O ministro da Saúde, Alexandre Padilha, afirmou que a meta é pautar a proposta para votação na próxima Assembleia Geral da OMS, em 2027, e destacou que para ser aprovada a resolução precisará de maioria simples. Ele lembrou que o Brasil já liderou, em 2025, regulamentação semelhante sobre o marketing de fórmulas infantis e substitutos do leite materno.
Padilha ressaltou que a alimentação pouco saudável está ligada a obesidade, diabetes e alguns tipos de câncer, afetando especialmente crianças, adolescentes e populações vulneráveis. Segundo ele, a expansão do consumo de ultraprocessados é impulsionada por estratégias de marketing intensivas, como uso de celebridades, personagens infantis, brindes e jingles publicitários.
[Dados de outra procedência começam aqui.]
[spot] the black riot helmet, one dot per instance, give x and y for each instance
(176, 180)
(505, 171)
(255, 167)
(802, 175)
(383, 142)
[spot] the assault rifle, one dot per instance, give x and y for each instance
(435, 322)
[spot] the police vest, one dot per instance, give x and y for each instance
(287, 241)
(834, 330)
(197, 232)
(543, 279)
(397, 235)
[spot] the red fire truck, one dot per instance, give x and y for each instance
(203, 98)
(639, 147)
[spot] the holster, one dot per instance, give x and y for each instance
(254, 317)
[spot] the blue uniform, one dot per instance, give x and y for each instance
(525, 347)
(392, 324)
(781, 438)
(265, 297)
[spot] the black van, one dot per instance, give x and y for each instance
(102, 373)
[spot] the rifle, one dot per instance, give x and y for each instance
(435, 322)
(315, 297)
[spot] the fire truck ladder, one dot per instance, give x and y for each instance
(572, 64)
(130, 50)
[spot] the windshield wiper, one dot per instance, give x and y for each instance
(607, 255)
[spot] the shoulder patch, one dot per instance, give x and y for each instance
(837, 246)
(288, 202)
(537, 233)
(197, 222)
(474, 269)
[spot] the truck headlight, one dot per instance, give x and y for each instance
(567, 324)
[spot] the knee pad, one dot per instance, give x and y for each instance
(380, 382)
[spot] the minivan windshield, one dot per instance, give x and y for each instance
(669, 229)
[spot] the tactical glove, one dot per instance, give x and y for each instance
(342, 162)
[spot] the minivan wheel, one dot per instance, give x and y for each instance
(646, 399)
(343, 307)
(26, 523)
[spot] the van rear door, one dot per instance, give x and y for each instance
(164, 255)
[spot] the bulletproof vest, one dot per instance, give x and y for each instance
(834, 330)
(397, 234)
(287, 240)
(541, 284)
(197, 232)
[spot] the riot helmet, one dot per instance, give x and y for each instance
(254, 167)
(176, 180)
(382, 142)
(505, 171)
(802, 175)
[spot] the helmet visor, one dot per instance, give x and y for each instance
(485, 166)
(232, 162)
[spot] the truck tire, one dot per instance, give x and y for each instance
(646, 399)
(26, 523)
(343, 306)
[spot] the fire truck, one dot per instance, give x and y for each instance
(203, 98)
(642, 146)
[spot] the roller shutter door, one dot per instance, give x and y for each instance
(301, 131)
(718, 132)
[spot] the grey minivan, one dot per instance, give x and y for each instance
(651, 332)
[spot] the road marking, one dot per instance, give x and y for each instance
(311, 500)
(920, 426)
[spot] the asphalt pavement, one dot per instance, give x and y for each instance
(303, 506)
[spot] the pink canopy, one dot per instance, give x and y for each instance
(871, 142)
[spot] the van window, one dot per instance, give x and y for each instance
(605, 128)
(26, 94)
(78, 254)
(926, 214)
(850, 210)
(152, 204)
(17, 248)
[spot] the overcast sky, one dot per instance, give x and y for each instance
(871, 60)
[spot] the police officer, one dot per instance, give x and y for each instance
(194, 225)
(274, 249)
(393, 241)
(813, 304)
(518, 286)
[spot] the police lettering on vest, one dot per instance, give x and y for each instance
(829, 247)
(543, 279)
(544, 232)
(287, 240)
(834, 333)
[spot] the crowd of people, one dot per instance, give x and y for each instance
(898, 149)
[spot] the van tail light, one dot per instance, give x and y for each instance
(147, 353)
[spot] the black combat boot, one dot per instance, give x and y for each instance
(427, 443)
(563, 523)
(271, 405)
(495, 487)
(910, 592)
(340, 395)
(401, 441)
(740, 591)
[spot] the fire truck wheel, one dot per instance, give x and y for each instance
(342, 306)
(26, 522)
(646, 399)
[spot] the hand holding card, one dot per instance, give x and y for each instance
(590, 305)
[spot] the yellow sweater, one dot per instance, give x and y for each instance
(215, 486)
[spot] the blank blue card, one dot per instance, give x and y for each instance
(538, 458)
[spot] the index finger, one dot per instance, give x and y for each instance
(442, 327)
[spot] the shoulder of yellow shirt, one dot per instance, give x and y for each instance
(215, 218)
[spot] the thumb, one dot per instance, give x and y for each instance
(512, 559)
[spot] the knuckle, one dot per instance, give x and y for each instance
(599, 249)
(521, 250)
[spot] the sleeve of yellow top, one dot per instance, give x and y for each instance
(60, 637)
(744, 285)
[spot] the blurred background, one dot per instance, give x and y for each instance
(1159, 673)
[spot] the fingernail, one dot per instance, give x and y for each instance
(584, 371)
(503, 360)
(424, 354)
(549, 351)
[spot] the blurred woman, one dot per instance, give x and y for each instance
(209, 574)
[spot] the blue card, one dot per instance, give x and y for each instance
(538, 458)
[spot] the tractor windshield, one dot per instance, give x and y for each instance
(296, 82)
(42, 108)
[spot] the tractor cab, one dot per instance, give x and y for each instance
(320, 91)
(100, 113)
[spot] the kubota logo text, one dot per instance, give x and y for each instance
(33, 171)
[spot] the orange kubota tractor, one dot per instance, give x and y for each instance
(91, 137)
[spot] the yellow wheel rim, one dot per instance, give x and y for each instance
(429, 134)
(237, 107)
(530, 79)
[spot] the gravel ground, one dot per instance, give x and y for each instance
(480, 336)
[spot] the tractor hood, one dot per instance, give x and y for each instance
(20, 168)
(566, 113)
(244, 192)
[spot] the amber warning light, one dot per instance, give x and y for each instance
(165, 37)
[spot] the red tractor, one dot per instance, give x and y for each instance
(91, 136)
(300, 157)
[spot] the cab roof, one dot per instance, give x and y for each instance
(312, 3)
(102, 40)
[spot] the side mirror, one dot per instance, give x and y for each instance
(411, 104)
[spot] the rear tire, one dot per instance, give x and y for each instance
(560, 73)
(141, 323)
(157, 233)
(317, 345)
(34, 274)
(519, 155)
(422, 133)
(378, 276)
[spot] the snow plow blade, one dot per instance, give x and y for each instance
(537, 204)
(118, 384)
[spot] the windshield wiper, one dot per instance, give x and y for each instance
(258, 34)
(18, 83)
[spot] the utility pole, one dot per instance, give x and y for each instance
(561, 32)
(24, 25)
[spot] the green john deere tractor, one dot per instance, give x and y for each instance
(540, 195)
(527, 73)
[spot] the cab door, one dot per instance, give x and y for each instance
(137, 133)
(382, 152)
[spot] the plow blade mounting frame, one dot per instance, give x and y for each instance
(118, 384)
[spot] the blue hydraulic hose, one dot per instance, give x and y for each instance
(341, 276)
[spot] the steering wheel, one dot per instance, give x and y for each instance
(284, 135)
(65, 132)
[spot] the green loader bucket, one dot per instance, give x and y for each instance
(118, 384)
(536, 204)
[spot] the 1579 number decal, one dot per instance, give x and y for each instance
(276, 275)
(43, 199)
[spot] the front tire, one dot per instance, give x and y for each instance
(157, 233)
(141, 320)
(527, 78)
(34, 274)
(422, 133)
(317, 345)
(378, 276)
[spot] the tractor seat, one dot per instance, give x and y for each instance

O Brasil estabelece atualmente um limite de 10% de ultraprocessados na alimentação escolar, com meta de reduzir esse índice a zero. O ministério também propõe monitoramento anual da exposição da população a esses produtos. Pesquisas recentes indicam aumento do consumo de ultraprocessados em países como Espanha, China, México e Brasil, substituindo alimentos in natura.
Padilha afirmou ainda que buscará apoio de outros países, incluindo membros do Brics, para fortalecer a proposta. “As fórmulas lácteas são o primeiro ultraprocessado com que o ser humano tem contato. Esse é o primeiro passo para ampliar o debate”, disse.